RESULTS: 391 articles were screened, most of them being case reports. The pathophysiology of histiocytosis is still unclear. However, different mutations are found to be prevalent in most of the patients. The diagnostic path can be different based on various factors such as age, lesion site, type of histiocytosis, and the stage of the disease. Some modalities, such as corticosteroids and surgery, are used widely for treatment. On the other hand, based on some specific etiological factors for each type, alternative treatments have been proposed.

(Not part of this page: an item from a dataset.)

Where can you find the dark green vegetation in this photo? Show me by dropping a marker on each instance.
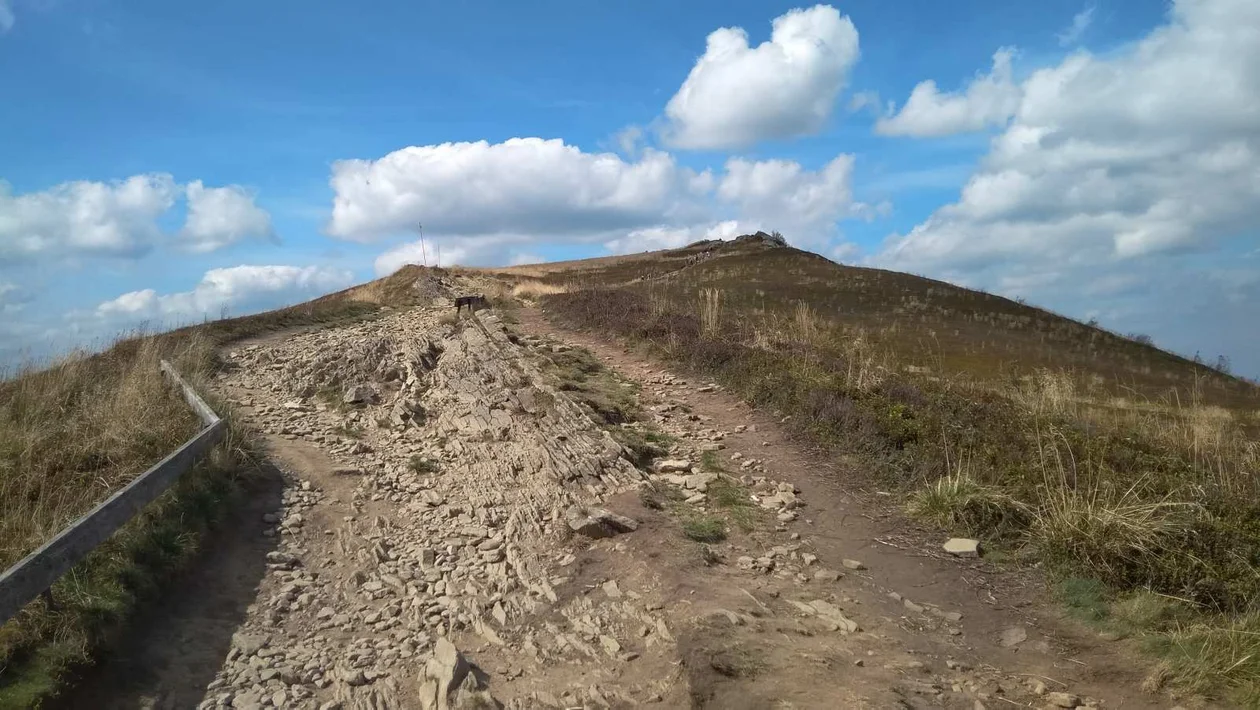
(1103, 457)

CONCLUSIONS: Significant progress has been made in the detection of somatic molecular changes. Many case studies describe various disease patterns influencing the biological perspectives on different types of histiocytosis. It is necessary to continue investigating and clustering data from a broad range of patients with histiocytosis in children and adults to define the best ways to diagnose and treat these patients.
摘要:
目的:组织细胞增生症是医学实践中最具挑战性的疾病之一。由于临床表现广谱,系统性参与,病因不明,复杂的管理,不同类型的组织细胞增生症对我们来说仍然是一个很大的问号。眼眶组织细胞增生症的特征是眼眶组织中组织细胞的异常增殖。它可能会影响轨道,眼睑,结膜,和葡萄膜。眼眶组织细胞增生症可导致眼球运动受限,突增,视力下降,和顿唇.在这项研究中,我们回顾了关于病理生理学的新发现,诊断,以及不同类型组织细胞增生症的治疗,专注于它们的轨道表现。
方法:这篇综述是基于对PubMed,Scopus,10月9日Embase数据库或有关眼眶组织细胞增生症的相关论文,2023年。没有提出时间限制,如果文章没有用英语引用,则将其排除在外。
结果:筛选了391篇文章,其中大多数是病例报告。组织细胞增生症的病理生理学仍不清楚。然而,发现不同的突变在大多数患者中普遍存在。诊断路径可以根据各种因素而不同,例如年龄,病变部位,组织细胞增生症的类型,和疾病的阶段。一些模式,比如皮质类固醇和手术,广泛用于治疗。另一方面,基于每种类型的一些特定病因,已经提出了替代治疗方法。
结论:在检测体细胞分子变化方面取得了重大进展。许多案例研究描述了影响不同类型组织细胞增生症生物学观点的各种疾病模式。有必要继续调查和聚类来自广泛的儿童和成人组织细胞增生症患者的数据,以确定诊断和治疗这些患者的最佳方法。
方法:这篇综述是基于对PubMed,Scopus,10月9日Embase数据库或有关眼眶组织细胞增生症的相关论文,2023年。没有提出时间限制,如果文章没有用英语引用,则将其排除在外。
结果:筛选了391篇文章,其中大多数是病例报告。组织细胞增生症的病理生理学仍不清楚。然而,发现不同的突变在大多数患者中普遍存在。诊断路径可以根据各种因素而不同,例如年龄,病变部位,组织细胞增生症的类型,和疾病的阶段。一些模式,比如皮质类固醇和手术,广泛用于治疗。另一方面,基于每种类型的一些特定病因,已经提出了替代治疗方法。
结论:在检测体细胞分子变化方面取得了重大进展。许多案例研究描述了影响不同类型组织细胞增生症生物学观点的各种疾病模式。有必要继续调查和聚类来自广泛的儿童和成人组织细胞增生症患者的数据,以确定诊断和治疗这些患者的最佳方法。